Leek and mushroom soup
Serves 4 as an entree.
6 leeks, trimmed and finely chopped
4 tbsp olive oil
4 cups mushrooms, thinly sliced
6 cups stock - chicken or miso
Place the oil in a fry pan, sautee the leeks on as slow a heat as possible until soft; add the mushrooms, stir for three minutes, add the stock and it bring to the boil then simmer for five minutes.
Quick leek and potato soup
6 cups stock
4 leeks trimmed and finely chopped
4 potatoes, peeled and sliced
4 tbsp butter, optional
Boil for 10 minutes or until spuds are cooked. Mash spuds with a potato masher or (with more effort) a fork or blend (but be careful when you whiz spuds - if you over-do it you can end up with a nasty, slightly sticky, gluey mess. It is safer to go with a less violent method and retain a little texture.)

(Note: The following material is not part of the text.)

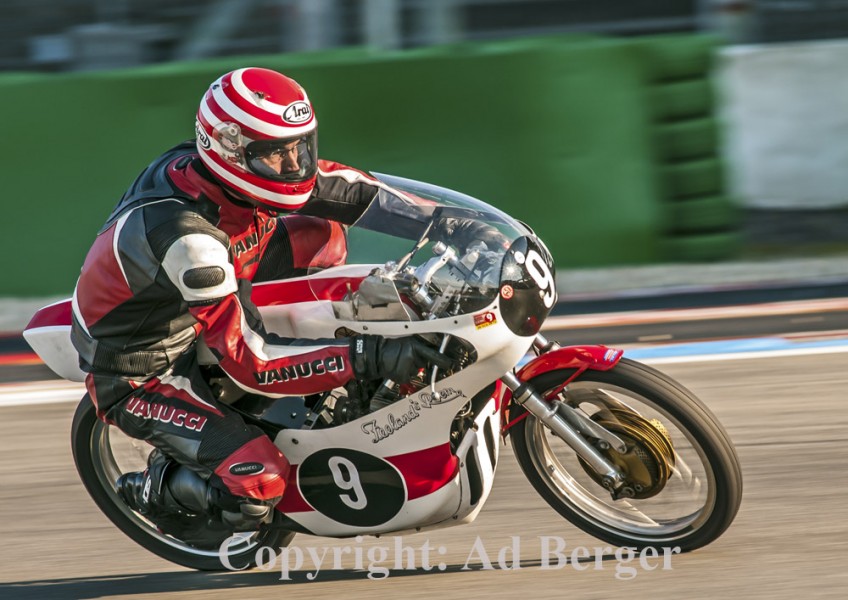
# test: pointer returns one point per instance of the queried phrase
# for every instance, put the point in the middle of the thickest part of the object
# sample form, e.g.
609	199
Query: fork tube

Serve hot, with cream added if you like it hot and rich.
Baked leeks
6 leeks, trimmed
1 cup chicken stock
1 cup cream
Place leeks long ways in a baking dish. Cover with the liquids. Bake at 200C for about an hour or until leeks are soft and the juice evaporated to a thick sauce. Eat hot.
Leek and mushroom not tart
4 leeks, trimmed and finely chopped
2 cups chopped mushrooms
1 cup cream
4 large eggs.
Mix. Bake at 200C until firm - about 40 minutes. Eat hot or cold.